What started as a simple way to teach a cousin algebra resulted in a viral source of information. The Khan Academy was founded in 2004 and since then it has evolved in a thorough collection of short and concise online video tutorials that cover a wide range of topics. Now, the Khan Academy is preparing an iPad app that marks the first steps toward a new education model.
It’s a very common issue among legislators and social groups. The education reform raises abrupt debates and several proposals have been regarded with so much scrutiny they were soon buried. However, what Khan Academy and the iPad app can bring to children is a perfect lesson of keeping education current to today’s knowledge demands, technology and teaching techniques.
On Sunday, the Khan Academy released its app for the iPad, under the motto: “Watch. Practice. Learn almost anything for free”. Even if your children aren’t exactly fans of homework, the app is thrilling enough to use to make them forget about Angry Birds for a while.
As the app’s specifications read, it will make the whole video library available from your desktop’s tablet and it will only take 2 megabytes of your precious storage space. The good part is that unlike most of the applications in App Store, the videos you will choose to watch are free.

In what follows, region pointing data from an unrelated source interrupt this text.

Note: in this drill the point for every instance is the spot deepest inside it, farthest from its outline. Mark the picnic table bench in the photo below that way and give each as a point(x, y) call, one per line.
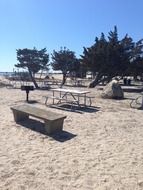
point(53, 121)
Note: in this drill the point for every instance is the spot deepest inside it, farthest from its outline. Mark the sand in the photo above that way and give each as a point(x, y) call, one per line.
point(101, 148)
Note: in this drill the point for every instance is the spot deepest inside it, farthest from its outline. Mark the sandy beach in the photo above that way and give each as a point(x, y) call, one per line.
point(101, 148)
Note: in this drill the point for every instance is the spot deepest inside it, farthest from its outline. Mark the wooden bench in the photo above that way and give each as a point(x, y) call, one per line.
point(53, 121)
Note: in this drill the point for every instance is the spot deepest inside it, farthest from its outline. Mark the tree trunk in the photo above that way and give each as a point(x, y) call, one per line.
point(64, 79)
point(95, 81)
point(33, 79)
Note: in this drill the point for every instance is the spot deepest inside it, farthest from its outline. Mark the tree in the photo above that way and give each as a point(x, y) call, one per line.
point(65, 61)
point(108, 58)
point(33, 60)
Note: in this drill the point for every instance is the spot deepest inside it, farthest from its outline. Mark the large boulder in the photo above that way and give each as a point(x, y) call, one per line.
point(113, 90)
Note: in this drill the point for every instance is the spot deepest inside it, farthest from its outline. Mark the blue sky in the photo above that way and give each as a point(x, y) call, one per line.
point(58, 23)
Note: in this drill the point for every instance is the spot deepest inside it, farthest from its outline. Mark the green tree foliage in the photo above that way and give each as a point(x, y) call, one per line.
point(33, 60)
point(65, 61)
point(111, 57)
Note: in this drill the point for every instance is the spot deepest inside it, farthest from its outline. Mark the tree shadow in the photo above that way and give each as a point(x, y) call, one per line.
point(76, 108)
point(38, 126)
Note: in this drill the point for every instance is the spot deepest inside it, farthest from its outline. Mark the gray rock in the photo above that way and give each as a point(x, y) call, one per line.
point(113, 90)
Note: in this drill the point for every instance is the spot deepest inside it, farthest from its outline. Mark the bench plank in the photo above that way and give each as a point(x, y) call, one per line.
point(53, 121)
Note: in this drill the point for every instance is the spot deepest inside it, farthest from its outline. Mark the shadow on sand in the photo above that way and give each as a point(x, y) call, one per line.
point(75, 108)
point(38, 126)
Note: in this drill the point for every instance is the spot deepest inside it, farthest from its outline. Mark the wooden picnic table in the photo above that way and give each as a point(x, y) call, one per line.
point(70, 96)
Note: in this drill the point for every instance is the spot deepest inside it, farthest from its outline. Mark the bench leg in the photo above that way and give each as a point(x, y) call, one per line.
point(54, 126)
point(19, 116)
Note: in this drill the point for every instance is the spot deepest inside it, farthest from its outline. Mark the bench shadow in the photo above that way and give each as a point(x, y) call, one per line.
point(75, 108)
point(38, 126)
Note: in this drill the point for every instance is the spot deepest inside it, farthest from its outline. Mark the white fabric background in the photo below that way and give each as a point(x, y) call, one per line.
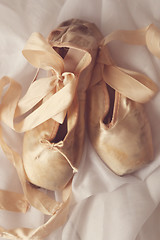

For Apple, Khan Academy’s app is a hint that the education industry is only a few steps further from the moment textbooks will be replaced by tablets. And Apple has a plan to make its iPads the first in line to make the replacement. Plus, since many argue that the multitude of print format textbooks, supplements and a lot of other books and information sources are extremely expensive, a change to a one time purchase of an iPad and ebooks might just solve the problem.
The idea is already adopted by schools across the nation. They call it pilot programs, but with all its benefits, the idea will surely become common in a few years. Roslyn High School in Long Island is just one of the schools that are already testing the program. Each iPad costs the school $750 and students are suppose to use them as replacements for textbooks, communication vehicles between students and teachers, platforms for papers and homework and so on.